Tony Blair presidente del “Consiglio per la pace”?

Vent’anni dopo la sua partecipazione all’invasione dell’Iraq, il nome dell’ex Primo Ministro britannico Tony Blair è tornato alla ribalta, ma questa volta in un contesto nuovo: quello di guidare la fase “del giorno dopo” a Gaza, nell’ambito del piano del Presidente degli Stati Uniti Donald Trump. La proposta ha suscitato ampie polemiche, non solo a causa della personalità divisiva di Blair all’interno della Gran Bretagna, ma anche per il suo curriculum storico costellato di fallimenti e crimini in Medio Oriente.
Tony Blair è una delle figure politiche britanniche più note del dopoguerra, ma non è dimenticato dall’opinione pubblica per le sue decisioni controverse, in particolare per la sua partecipazione all’invasione dell’Iraq del 2003. Con il supporto degli Stati Uniti, Blair entrò in guerra sulla base di accuse secondo cui l’Iraq possedeva armi di distruzione di massa e aveva un piano per rovesciare il presidente iracheno Saddam Hussein.
La famosa inchiesta britannica nota come Rapporto Chilcot del 2016, concluse che Blair aveva deliberatamente esagerato la minaccia irachena ed era entrato in guerra “a qualsiasi costo”, provocando centinaia di migliaia di vittime, la devastazione del Paese e la creazione di un vuoto di sicurezza e di un caos politico persistente. Molti osservatori hanno descritto questo periodo come uno dei più grandi fallimenti della politica britannica moderna, creando un’eredità di ostilità nel mondo arabo, al punto che Blair è considerato responsabile di crimini di guerra.
Tony Blair tra fallimenti e crimini
Dopo essersi dimesso da Primo Ministro nel 2007, Blair fu nominato inviato per il Medio Oriente del Quartetto, in rappresentanza delle Nazioni Unite, degli Stati Uniti, dell’Unione Europea e della Russia. L’obiettivo dichiarato era sostenere il processo di pace tra palestinesi e israeliani e creare le condizioni per una soluzione a due Stati. Tuttavia, la sua esperienza in questo ruolo non produsse grandi risultati. I media e i resoconti diplomatici evidenziarono i suoi deboli rapporti con l’Autorità Nazionale Palestinese e le diffuse critiche da parte di palestinesi e osservatori sulla sua incapacità di ottenere progressi tangibili, anche dopo otto anni di lavoro nella regione.

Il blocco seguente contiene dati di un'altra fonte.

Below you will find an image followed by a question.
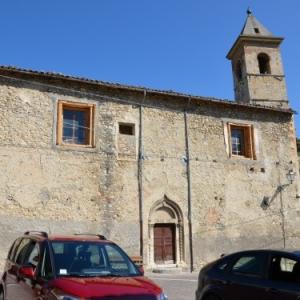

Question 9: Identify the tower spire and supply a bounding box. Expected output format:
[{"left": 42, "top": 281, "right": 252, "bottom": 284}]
[{"left": 227, "top": 11, "right": 288, "bottom": 108}]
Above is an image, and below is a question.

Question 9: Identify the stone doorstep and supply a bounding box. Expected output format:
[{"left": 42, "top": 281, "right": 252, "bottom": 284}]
[{"left": 149, "top": 264, "right": 183, "bottom": 274}]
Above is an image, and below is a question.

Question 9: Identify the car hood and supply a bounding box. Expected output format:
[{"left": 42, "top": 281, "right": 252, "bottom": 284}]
[{"left": 51, "top": 276, "right": 162, "bottom": 299}]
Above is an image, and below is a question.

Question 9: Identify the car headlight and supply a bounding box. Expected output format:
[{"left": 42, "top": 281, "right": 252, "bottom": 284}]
[
  {"left": 157, "top": 293, "right": 169, "bottom": 300},
  {"left": 57, "top": 295, "right": 82, "bottom": 300},
  {"left": 57, "top": 295, "right": 82, "bottom": 300}
]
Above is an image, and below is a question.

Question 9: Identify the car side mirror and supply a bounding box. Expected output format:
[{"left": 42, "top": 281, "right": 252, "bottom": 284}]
[
  {"left": 139, "top": 266, "right": 145, "bottom": 275},
  {"left": 19, "top": 266, "right": 34, "bottom": 279}
]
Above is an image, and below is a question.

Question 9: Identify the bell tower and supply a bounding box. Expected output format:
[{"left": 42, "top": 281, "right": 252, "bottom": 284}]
[{"left": 227, "top": 9, "right": 289, "bottom": 108}]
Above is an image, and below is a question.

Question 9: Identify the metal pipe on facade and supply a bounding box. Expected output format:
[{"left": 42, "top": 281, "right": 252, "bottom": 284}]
[
  {"left": 184, "top": 98, "right": 194, "bottom": 272},
  {"left": 138, "top": 90, "right": 147, "bottom": 258}
]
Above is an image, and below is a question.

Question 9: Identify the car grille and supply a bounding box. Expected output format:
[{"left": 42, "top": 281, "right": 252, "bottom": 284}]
[{"left": 91, "top": 295, "right": 157, "bottom": 300}]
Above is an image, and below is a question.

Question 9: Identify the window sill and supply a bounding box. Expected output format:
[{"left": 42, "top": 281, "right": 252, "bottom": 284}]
[
  {"left": 55, "top": 144, "right": 96, "bottom": 152},
  {"left": 229, "top": 154, "right": 256, "bottom": 160}
]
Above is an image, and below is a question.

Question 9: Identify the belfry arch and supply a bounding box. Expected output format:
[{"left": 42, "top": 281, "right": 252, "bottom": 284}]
[{"left": 148, "top": 196, "right": 184, "bottom": 267}]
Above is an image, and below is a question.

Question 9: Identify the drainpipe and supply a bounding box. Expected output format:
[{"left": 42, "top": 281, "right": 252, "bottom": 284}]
[
  {"left": 184, "top": 98, "right": 194, "bottom": 272},
  {"left": 138, "top": 90, "right": 147, "bottom": 258}
]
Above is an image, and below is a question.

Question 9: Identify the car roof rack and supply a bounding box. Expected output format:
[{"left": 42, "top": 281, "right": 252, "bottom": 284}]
[
  {"left": 24, "top": 230, "right": 48, "bottom": 238},
  {"left": 75, "top": 233, "right": 106, "bottom": 240}
]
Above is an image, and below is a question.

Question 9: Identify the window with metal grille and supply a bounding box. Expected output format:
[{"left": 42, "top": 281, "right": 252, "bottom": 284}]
[
  {"left": 57, "top": 101, "right": 94, "bottom": 147},
  {"left": 257, "top": 53, "right": 271, "bottom": 74},
  {"left": 228, "top": 123, "right": 255, "bottom": 159},
  {"left": 119, "top": 123, "right": 134, "bottom": 135}
]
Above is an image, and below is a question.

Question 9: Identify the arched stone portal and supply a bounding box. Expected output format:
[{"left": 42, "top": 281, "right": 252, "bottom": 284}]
[{"left": 148, "top": 196, "right": 185, "bottom": 267}]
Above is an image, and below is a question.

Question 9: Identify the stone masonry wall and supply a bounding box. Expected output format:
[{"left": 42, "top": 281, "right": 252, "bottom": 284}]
[{"left": 0, "top": 74, "right": 300, "bottom": 268}]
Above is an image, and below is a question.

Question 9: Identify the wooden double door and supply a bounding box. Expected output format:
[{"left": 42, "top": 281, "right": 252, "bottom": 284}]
[{"left": 154, "top": 224, "right": 175, "bottom": 264}]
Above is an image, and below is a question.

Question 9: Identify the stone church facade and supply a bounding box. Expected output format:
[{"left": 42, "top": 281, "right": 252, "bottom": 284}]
[{"left": 0, "top": 12, "right": 300, "bottom": 270}]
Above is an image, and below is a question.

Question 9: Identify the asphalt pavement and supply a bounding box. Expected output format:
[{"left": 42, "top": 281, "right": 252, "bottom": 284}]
[{"left": 145, "top": 273, "right": 198, "bottom": 300}]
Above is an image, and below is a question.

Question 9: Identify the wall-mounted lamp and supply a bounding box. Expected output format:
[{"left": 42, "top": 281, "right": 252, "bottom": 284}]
[{"left": 286, "top": 170, "right": 296, "bottom": 184}]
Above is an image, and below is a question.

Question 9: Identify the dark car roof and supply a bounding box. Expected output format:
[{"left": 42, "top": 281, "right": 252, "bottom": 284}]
[
  {"left": 24, "top": 231, "right": 112, "bottom": 243},
  {"left": 223, "top": 248, "right": 300, "bottom": 258}
]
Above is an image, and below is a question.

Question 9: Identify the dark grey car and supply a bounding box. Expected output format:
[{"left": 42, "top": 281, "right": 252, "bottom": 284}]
[{"left": 196, "top": 250, "right": 300, "bottom": 300}]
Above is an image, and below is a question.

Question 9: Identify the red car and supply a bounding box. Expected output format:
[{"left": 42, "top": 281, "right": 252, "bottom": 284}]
[{"left": 0, "top": 232, "right": 167, "bottom": 300}]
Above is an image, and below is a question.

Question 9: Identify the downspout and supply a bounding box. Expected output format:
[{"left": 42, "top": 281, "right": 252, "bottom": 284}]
[
  {"left": 184, "top": 98, "right": 194, "bottom": 272},
  {"left": 138, "top": 90, "right": 147, "bottom": 258}
]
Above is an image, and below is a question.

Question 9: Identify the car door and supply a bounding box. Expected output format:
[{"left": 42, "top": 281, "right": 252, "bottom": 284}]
[
  {"left": 5, "top": 238, "right": 30, "bottom": 300},
  {"left": 223, "top": 252, "right": 268, "bottom": 300},
  {"left": 33, "top": 243, "right": 54, "bottom": 300},
  {"left": 266, "top": 254, "right": 300, "bottom": 300},
  {"left": 19, "top": 240, "right": 41, "bottom": 300}
]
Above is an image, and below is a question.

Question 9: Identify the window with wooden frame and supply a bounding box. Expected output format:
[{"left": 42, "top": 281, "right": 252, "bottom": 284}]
[
  {"left": 228, "top": 123, "right": 255, "bottom": 159},
  {"left": 119, "top": 123, "right": 135, "bottom": 135},
  {"left": 57, "top": 101, "right": 95, "bottom": 147}
]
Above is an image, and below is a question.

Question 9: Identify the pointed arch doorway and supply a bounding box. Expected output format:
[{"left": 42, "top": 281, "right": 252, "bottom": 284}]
[{"left": 149, "top": 196, "right": 184, "bottom": 267}]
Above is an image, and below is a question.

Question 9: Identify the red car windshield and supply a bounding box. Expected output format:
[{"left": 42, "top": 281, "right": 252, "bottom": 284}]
[{"left": 50, "top": 241, "right": 141, "bottom": 277}]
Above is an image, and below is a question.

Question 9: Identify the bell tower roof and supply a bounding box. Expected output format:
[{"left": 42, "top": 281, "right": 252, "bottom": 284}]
[
  {"left": 226, "top": 8, "right": 283, "bottom": 60},
  {"left": 240, "top": 8, "right": 273, "bottom": 36}
]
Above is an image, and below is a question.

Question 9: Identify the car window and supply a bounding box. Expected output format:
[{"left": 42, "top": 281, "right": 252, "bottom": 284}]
[
  {"left": 269, "top": 255, "right": 300, "bottom": 283},
  {"left": 39, "top": 247, "right": 54, "bottom": 279},
  {"left": 7, "top": 239, "right": 21, "bottom": 262},
  {"left": 232, "top": 254, "right": 264, "bottom": 276},
  {"left": 15, "top": 239, "right": 30, "bottom": 265},
  {"left": 23, "top": 241, "right": 40, "bottom": 267},
  {"left": 105, "top": 245, "right": 128, "bottom": 272},
  {"left": 50, "top": 241, "right": 140, "bottom": 277}
]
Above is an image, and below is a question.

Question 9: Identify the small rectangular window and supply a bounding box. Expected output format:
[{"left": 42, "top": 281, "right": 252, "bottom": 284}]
[
  {"left": 232, "top": 254, "right": 265, "bottom": 276},
  {"left": 57, "top": 101, "right": 94, "bottom": 147},
  {"left": 228, "top": 123, "right": 255, "bottom": 159},
  {"left": 119, "top": 123, "right": 134, "bottom": 135}
]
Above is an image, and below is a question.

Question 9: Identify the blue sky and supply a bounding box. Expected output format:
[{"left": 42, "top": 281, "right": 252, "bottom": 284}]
[{"left": 0, "top": 0, "right": 300, "bottom": 136}]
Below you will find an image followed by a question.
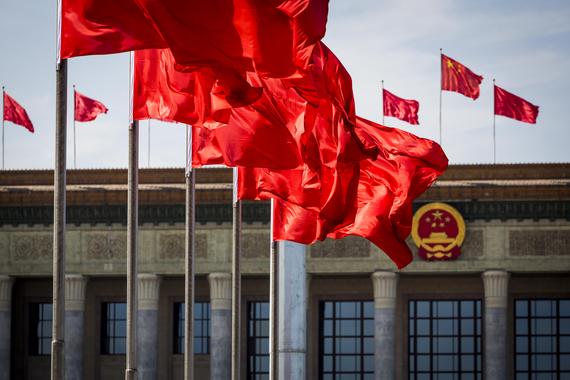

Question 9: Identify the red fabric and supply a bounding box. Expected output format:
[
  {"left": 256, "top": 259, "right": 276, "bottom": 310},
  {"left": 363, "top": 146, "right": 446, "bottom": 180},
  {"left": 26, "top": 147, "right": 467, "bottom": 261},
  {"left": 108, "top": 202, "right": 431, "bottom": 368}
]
[
  {"left": 60, "top": 0, "right": 166, "bottom": 59},
  {"left": 266, "top": 118, "right": 447, "bottom": 268},
  {"left": 495, "top": 86, "right": 538, "bottom": 124},
  {"left": 4, "top": 92, "right": 34, "bottom": 133},
  {"left": 383, "top": 89, "right": 420, "bottom": 125},
  {"left": 441, "top": 54, "right": 483, "bottom": 100},
  {"left": 74, "top": 91, "right": 108, "bottom": 121}
]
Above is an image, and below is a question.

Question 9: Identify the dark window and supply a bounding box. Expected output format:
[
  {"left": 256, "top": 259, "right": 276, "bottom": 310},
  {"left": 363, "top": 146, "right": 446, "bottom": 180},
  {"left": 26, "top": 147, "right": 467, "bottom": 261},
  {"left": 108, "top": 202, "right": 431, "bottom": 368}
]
[
  {"left": 319, "top": 301, "right": 374, "bottom": 380},
  {"left": 174, "top": 302, "right": 210, "bottom": 355},
  {"left": 101, "top": 302, "right": 127, "bottom": 355},
  {"left": 408, "top": 300, "right": 482, "bottom": 380},
  {"left": 514, "top": 299, "right": 570, "bottom": 380},
  {"left": 247, "top": 302, "right": 269, "bottom": 380},
  {"left": 30, "top": 303, "right": 52, "bottom": 355}
]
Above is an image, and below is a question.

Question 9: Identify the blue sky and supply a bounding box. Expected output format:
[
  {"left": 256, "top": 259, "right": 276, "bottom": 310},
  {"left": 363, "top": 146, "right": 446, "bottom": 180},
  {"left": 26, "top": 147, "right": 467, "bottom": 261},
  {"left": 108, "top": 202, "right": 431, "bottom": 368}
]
[{"left": 0, "top": 0, "right": 570, "bottom": 169}]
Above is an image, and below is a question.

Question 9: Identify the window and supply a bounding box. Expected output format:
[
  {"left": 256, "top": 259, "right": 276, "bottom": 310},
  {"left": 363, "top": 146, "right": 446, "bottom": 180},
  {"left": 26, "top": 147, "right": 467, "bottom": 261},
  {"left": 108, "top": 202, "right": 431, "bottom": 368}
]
[
  {"left": 101, "top": 302, "right": 127, "bottom": 355},
  {"left": 247, "top": 302, "right": 269, "bottom": 380},
  {"left": 29, "top": 303, "right": 52, "bottom": 355},
  {"left": 174, "top": 302, "right": 210, "bottom": 355},
  {"left": 408, "top": 300, "right": 482, "bottom": 380},
  {"left": 514, "top": 299, "right": 570, "bottom": 380},
  {"left": 319, "top": 301, "right": 374, "bottom": 380}
]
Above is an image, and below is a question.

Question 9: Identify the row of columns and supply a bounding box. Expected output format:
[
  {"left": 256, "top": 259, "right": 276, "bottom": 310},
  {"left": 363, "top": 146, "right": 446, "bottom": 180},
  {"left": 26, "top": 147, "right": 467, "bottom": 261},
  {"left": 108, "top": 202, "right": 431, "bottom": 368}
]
[{"left": 0, "top": 268, "right": 509, "bottom": 380}]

Questo passato storico, costellato di fallimenti e crimini, rende la scelta di Blair come parte del piano Trump per Gaza una decisione controversa, che solleva interrogativi significativi. Il piano statunitense propone l’istituzione di una “Autorità Internazionale di Transizione di Gaza” (GITA), guidata da Blair, per supervisionare la ricostruzione della Striscia dopo la guerra. Ciò solleva interrogativi fondamentali sulla legittimità di questo ruolo, soprattutto perché la maggioranza dei palestinesi considera Blair una figura inaffidabile e la sua presenza potrebbe riflettere gli interessi delle potenze occidentali più che la sua preoccupazione per gli interessi dei palestinesi.
Progetto colonialista
Tuttavia, le ragioni della scelta di Blair sono chiare dal punto di vista dell’amministrazione statunitense. Blair possiede una vasta rete di relazioni con i leader occidentali, incarna l’esperienza diplomatica ed è considerato a Washington un ufficiale di collegamento con gli alleati degli Stati Uniti, in particolare la Gran Bretagna. Inoltre, l’istituto fondato da Blair, il Tony Blair Institute for Global Change, gli consente di continuare a esercitare la sua influenza nella politica internazionale e di comunicare ininterrottamente con i decisori politici in Medio Oriente e in Europa, rendendolo uno strumento idoneo a coordinare il progetto dell’amministrazione statunitense a Gaza, in linea con la visione di Trump.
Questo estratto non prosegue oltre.